April 22, 2008

Scott Westerfeld: Uglies



After a month in a half of not really reading and trying to pick up a few different books, I managed to jump into one this week and keep reading. I just finished it earlier today.

After hearing Scott Westerfeld's Uglies series being brought up time and again at work and on LibraryThing, I give it a try. My biggest disappointment is that I didn't buy any of the other books in the series.

Right away I could tell this book takes place somewhere different than our world because of the technology, and in a way, it does. It takes place in the future. We are known as what they refer to as Rusties. There are no more people in the simple way we see it as now. Instead there are Littlies, Uglies, Pretties...

They have some interesting terms (SpagBlo) and devices of technology (crash bracelets), but at the same time it's funny hearing them talk about things from our day (roller coasters) that characters are just as mystified over.

In future, people looking different is done away with. They are all made to look the same, equally pretty, upon their sixteenth birthday. All of one's life, children are brought up to believe they are hideous and ugly, to become beautiful only with the surgery that will change their lives for the better.

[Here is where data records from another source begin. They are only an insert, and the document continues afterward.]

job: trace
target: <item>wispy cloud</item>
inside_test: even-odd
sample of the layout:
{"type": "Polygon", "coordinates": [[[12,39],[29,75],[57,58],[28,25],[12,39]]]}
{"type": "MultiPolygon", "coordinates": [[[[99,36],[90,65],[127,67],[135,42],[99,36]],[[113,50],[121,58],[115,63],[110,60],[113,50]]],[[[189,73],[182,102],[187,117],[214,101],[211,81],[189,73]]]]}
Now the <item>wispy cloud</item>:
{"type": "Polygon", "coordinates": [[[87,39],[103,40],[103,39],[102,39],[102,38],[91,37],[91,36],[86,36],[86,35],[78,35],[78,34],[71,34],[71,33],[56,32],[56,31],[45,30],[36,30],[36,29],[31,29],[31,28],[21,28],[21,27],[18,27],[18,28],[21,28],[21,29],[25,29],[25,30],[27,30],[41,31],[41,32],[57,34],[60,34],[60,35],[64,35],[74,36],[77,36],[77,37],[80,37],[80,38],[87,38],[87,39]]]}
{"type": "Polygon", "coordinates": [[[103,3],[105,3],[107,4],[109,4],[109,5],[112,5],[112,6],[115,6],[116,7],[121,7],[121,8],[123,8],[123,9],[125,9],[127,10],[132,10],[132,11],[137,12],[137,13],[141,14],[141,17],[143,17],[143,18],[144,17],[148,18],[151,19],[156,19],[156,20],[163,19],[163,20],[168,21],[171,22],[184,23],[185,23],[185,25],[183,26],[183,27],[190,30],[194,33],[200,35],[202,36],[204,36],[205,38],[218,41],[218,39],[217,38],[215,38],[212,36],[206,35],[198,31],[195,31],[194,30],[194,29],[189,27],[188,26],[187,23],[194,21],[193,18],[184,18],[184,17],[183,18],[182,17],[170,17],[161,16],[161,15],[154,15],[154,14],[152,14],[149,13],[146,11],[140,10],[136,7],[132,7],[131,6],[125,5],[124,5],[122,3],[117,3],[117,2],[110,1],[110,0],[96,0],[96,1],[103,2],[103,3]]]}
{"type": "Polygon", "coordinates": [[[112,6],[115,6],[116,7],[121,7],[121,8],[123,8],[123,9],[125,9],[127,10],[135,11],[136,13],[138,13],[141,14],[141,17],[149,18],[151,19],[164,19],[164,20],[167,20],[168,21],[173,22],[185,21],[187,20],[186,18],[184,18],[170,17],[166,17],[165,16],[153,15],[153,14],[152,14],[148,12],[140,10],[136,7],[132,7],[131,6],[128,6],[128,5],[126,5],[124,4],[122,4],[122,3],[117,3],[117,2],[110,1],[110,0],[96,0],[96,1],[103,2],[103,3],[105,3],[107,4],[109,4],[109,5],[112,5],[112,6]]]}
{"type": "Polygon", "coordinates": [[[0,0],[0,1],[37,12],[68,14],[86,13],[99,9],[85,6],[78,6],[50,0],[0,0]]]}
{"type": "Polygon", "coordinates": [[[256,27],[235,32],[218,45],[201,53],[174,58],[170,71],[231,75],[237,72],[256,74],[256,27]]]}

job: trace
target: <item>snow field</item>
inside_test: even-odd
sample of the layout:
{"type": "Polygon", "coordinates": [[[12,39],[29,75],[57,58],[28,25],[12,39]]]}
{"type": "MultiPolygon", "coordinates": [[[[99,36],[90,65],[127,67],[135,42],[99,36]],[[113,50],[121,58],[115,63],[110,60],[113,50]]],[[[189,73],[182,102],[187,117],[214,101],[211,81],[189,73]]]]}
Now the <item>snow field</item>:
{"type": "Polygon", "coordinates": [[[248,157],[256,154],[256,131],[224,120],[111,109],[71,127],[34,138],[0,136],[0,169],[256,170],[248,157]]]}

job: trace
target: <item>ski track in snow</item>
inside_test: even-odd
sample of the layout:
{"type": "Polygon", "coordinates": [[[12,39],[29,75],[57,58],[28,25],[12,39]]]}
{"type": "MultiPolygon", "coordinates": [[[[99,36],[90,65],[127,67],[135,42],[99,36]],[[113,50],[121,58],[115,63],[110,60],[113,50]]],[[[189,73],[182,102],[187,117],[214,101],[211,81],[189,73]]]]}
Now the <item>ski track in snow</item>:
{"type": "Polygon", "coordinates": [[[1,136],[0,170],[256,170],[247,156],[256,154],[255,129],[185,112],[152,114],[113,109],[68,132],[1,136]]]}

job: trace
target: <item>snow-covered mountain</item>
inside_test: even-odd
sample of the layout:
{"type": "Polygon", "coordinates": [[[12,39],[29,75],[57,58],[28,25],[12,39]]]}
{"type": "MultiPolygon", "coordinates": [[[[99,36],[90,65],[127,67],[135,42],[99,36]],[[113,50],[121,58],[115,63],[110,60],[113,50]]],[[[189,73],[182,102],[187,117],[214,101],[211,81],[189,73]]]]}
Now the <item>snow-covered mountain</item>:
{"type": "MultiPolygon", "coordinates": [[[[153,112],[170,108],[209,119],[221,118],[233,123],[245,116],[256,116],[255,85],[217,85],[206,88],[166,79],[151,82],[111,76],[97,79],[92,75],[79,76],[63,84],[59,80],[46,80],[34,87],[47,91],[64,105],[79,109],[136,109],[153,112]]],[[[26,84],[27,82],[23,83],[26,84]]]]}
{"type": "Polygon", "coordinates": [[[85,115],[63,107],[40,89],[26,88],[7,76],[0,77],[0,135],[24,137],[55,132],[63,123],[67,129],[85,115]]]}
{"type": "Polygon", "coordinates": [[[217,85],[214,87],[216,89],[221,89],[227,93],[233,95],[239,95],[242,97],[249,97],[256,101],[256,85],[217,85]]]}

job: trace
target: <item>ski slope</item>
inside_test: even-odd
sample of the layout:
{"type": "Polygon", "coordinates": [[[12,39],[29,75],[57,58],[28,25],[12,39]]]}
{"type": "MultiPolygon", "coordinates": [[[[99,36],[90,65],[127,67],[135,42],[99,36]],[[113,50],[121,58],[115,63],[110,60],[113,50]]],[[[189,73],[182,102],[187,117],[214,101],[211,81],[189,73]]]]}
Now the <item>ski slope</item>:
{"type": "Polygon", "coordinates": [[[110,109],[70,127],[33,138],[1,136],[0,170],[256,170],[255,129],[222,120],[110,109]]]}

I think if anyone had a problem with this book (which I doubt, but if it happened), they should at least consider this: this book can do wonders for young teenage girls. If anything it will teach them there is more to the world than being pretty, and that beauty comes from within. It's about being an individual, a good friend, and doing what is right.

The ending of this book definitely holds on to you and makes you want to know what happens next. With luck I'll find out soon...but I'm not wanting to buy any books at all except for Stephenie Meyer's The Host before I go on my trip this summer. I'm eager to read the excerpt for the next book, Pretties, that's in the back of this one, but because I know it won't be till when I can borrow it from a friend in June that I can read it, I'm not going to.

My book challenge is so shot this year. I still have hope, though.